Really? In at least 80% of the RPGs I've played, the tactics used in battles are almost only heal when needed, otherwise use your best offensive move. Most boss battles tests nothing else than your ability to judge when you need to heal.

Or maybe you think that most game designers do know that bosses are supposed to test more than the ability to heal, only they can't figure out how to accomplish that? You may be right and if so, I admit that this article isn't that much of a help. Still, I think this article could be a good ground for a follow up article that explain how you accomplish this stuff.
@LockeZ I take it Vindication and it's sequel were designed to demonstrate this theory. That said, I'll definitely take this into serious consideration with my project, even though there probably won't be that many bosses.
I really enjoyed this article.

Semi-on topic. I like when I gain a new ability or item BEFORE the boss battle. I hate beating a fire dungeon and THEN getting the Ice Sword. That would have come in handy, you know, this whole time.

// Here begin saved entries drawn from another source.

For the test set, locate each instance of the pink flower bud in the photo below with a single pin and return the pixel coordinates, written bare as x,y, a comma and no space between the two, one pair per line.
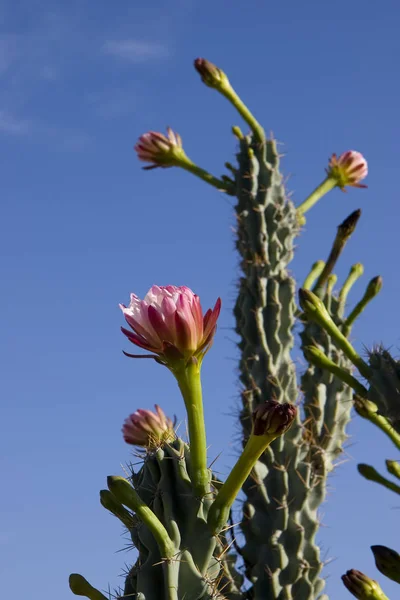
149,429
210,74
349,169
169,322
272,417
160,150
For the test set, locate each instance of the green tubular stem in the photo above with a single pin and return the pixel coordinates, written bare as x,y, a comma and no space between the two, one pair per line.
372,474
381,422
393,466
319,359
219,512
326,186
124,492
231,95
315,272
372,290
316,311
355,273
81,587
189,382
191,167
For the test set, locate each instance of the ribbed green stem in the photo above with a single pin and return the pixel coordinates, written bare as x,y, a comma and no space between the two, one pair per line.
219,512
378,420
189,382
319,359
222,186
372,290
372,474
316,311
326,186
124,492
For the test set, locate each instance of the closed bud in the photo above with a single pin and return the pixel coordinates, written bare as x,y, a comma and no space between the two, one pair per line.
387,562
273,418
362,587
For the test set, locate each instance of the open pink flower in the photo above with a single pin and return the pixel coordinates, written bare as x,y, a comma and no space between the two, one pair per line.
348,169
160,150
169,322
147,428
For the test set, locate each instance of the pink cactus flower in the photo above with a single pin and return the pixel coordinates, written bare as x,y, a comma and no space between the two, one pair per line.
160,150
169,322
149,429
348,169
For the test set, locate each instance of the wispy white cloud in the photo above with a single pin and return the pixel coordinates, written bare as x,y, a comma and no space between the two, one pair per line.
14,125
136,51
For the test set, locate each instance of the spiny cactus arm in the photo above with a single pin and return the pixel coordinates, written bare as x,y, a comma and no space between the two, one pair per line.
316,311
387,562
393,466
369,410
215,78
124,492
362,587
355,273
316,357
81,587
344,232
189,382
370,473
373,289
315,272
113,506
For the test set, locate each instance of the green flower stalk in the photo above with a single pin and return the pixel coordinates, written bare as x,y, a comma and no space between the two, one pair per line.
346,170
167,151
371,474
169,323
270,421
215,78
362,587
387,562
316,311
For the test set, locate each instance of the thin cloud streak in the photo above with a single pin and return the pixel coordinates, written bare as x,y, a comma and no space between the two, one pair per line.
136,51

Cause odds are the Ice level is next! That'll come in handy! =p

But great article!
Cool, I'm just wondering one thing now. It would be bad design if perfectly skilled players can still lose with dumb luck right? But what about if mindless button mashing kind of players still have a significant chance of winning with dumb luck? Would that still be bad design?
LockeZ
I'd really like to get rid of LockeZ. His play style is way too unpredictable. He's always like this too. If he ran a country, he'd just kill and imprison people at random until crime stopped.
5958
For the first dungeon, I'd definitely say that's allowable. For the final boss, I'd definitely say that's a problem. The part of the game in between those two points should involve a gradual transition from requiring very little thought and skill to requiring a fairly solid mastery of the game. At exactly what point button mashing wins become completely impossible depends on how hard you want the game to be - it might happen after the first battle, after the first dungeon, a third of the way through the game, or even later.
Thanks for sharing your well-written article. It really got me thinking about some of the planned boss battles in my own project - or even inspired me to rethink some of them.
Bosses also help the tension/release cycle of a game - the player can relax and experiment within normal battles while he needs to stay on his toes and show his skill during boss fights.